Called the International Cooperation for Animal Research Using Space (or ICARUS, a.k.a. the character from Greek mythology who perished after flying too close to the sun), the project is the brainchild of researcher Martin Wikelski, managing director of the Max Planck Institute for Ornithology in Germany. “Once we tune our knowledge into what can be gained from wild and domestic animals, we learn so much more about life and about the earth that we didn’t even know we were missing,” says Wikelski.

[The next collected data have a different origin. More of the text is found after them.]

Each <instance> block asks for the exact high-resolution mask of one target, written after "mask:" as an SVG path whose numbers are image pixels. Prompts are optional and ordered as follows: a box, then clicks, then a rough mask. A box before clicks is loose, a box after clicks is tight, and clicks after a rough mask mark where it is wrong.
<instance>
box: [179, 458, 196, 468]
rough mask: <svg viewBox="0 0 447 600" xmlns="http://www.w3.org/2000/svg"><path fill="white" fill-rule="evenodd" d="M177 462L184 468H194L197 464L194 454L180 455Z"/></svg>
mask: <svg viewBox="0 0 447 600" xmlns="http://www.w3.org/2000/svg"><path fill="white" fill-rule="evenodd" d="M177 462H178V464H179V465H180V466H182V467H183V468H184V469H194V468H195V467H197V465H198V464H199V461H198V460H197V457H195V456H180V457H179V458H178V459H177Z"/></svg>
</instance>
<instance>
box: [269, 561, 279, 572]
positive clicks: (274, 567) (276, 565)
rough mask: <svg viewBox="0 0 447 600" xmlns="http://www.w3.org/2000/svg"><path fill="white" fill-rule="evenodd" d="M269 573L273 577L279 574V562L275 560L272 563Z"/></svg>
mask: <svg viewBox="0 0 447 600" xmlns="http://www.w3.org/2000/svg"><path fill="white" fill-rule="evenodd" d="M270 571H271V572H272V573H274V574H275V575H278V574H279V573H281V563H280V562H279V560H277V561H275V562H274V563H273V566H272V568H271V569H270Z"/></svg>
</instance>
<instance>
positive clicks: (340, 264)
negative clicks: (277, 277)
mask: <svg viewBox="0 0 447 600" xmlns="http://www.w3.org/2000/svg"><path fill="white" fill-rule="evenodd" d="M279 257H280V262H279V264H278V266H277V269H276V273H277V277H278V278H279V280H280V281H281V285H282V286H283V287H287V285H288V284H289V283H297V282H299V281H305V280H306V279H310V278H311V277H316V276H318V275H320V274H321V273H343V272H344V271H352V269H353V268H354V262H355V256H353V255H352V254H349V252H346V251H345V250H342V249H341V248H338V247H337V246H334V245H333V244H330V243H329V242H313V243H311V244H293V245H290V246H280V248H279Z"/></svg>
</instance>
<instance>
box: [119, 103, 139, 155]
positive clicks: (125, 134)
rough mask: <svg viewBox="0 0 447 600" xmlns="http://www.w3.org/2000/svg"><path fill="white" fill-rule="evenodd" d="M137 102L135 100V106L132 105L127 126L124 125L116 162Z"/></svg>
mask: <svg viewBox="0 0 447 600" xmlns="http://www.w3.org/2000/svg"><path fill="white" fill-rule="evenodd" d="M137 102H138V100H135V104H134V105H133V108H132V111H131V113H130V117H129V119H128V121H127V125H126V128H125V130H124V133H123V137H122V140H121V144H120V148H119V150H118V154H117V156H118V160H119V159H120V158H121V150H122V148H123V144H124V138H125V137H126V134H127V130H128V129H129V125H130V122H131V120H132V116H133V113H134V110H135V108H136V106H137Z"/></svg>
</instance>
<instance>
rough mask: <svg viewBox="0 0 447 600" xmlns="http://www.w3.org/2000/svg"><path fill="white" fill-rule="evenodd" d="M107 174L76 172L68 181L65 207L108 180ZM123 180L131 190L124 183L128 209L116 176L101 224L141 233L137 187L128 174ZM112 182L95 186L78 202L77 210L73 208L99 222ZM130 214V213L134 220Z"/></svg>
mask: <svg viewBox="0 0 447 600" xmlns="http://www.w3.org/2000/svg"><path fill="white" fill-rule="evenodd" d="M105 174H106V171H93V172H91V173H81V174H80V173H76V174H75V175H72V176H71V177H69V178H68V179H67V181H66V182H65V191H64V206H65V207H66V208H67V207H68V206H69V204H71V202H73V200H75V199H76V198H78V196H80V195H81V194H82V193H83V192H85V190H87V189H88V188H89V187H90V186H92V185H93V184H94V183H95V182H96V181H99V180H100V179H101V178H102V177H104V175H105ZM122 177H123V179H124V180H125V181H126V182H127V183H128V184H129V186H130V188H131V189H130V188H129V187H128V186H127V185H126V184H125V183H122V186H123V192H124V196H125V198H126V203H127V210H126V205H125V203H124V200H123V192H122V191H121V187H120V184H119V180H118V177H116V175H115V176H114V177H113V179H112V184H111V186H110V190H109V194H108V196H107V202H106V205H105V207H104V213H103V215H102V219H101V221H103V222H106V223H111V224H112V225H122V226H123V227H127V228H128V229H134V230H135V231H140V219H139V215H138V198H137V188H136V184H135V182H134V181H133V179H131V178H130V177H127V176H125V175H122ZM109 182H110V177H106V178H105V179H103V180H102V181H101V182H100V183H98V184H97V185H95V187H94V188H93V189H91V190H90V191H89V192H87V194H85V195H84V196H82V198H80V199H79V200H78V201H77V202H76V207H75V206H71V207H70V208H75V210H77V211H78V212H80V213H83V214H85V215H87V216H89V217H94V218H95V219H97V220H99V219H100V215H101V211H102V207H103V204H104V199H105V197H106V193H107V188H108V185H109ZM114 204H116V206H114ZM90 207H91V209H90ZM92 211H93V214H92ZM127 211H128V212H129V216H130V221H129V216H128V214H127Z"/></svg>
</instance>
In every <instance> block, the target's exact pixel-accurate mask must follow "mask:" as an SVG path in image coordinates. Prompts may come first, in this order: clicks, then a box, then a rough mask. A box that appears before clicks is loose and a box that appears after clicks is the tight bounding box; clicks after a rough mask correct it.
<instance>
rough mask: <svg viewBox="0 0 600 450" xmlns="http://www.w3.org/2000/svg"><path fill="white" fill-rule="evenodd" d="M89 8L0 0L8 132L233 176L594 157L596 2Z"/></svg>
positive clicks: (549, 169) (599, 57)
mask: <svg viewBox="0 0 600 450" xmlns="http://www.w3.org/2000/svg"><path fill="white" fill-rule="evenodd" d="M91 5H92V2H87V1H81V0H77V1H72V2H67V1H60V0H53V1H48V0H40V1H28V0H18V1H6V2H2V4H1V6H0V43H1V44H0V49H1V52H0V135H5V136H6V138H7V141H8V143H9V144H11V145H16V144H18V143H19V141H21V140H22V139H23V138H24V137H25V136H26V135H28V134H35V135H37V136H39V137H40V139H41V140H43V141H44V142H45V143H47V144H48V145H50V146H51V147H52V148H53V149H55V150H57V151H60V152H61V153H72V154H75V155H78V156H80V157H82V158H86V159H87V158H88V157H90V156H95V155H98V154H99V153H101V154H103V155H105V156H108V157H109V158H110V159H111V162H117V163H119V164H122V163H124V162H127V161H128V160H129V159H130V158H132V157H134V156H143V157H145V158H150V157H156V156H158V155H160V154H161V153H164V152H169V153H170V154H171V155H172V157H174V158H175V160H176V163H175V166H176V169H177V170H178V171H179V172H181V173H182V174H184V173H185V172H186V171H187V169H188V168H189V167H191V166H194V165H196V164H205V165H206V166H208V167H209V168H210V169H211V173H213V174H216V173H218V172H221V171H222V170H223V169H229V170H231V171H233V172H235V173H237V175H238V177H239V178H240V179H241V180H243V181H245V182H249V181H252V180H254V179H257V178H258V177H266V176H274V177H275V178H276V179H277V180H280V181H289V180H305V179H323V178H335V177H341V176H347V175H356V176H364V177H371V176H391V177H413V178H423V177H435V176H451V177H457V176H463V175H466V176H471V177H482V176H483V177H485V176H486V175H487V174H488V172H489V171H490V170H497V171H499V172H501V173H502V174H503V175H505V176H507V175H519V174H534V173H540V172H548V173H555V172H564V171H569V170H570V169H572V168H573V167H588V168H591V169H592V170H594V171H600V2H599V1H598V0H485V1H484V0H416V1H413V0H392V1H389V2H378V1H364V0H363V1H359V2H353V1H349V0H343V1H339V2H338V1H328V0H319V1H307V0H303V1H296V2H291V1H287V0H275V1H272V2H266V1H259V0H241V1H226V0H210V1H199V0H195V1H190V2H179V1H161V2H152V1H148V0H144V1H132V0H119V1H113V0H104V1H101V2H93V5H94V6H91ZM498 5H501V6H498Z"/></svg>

The data gathered from ICARUS will be applied to conservation issues, as well as analyzed to better understand natural phenomena like animal migration. But Wikelski also has another bold hope for ICARUS. Anecdotal evidence holds that animals often behave strangely before big disasters: hibernating snakes wake up before an earthquake, elephants flee before a tsunami hits, or birds get restless before a volcano erupts. Using animal tracking, Wikelski hopes to explore these claims and then back them up with hard science in order to create an early warning system for natural disasters. He’s already gotten started: in 2012, Wikelski tagged a herd of goats who roam the slopes of Sicily’s Mount Etna, an 11,000-foot-tall active volcano. So far, he says, the results of that study have been promising. Scientists tracked the goats over two years and were able to compare the data collected to volcanic activity in the region, retroactively “predicting” major eruptions based on the goats’ behavior.
In the future, Wikelski envisions people downloading an app powered by animal-gathered data that would send out alerts warning of potential danger. He even sees this working in non-rural communities where zoo animals or urban wildlife could be utilized—which is why you may one day receive a life-saving message from a pigeon.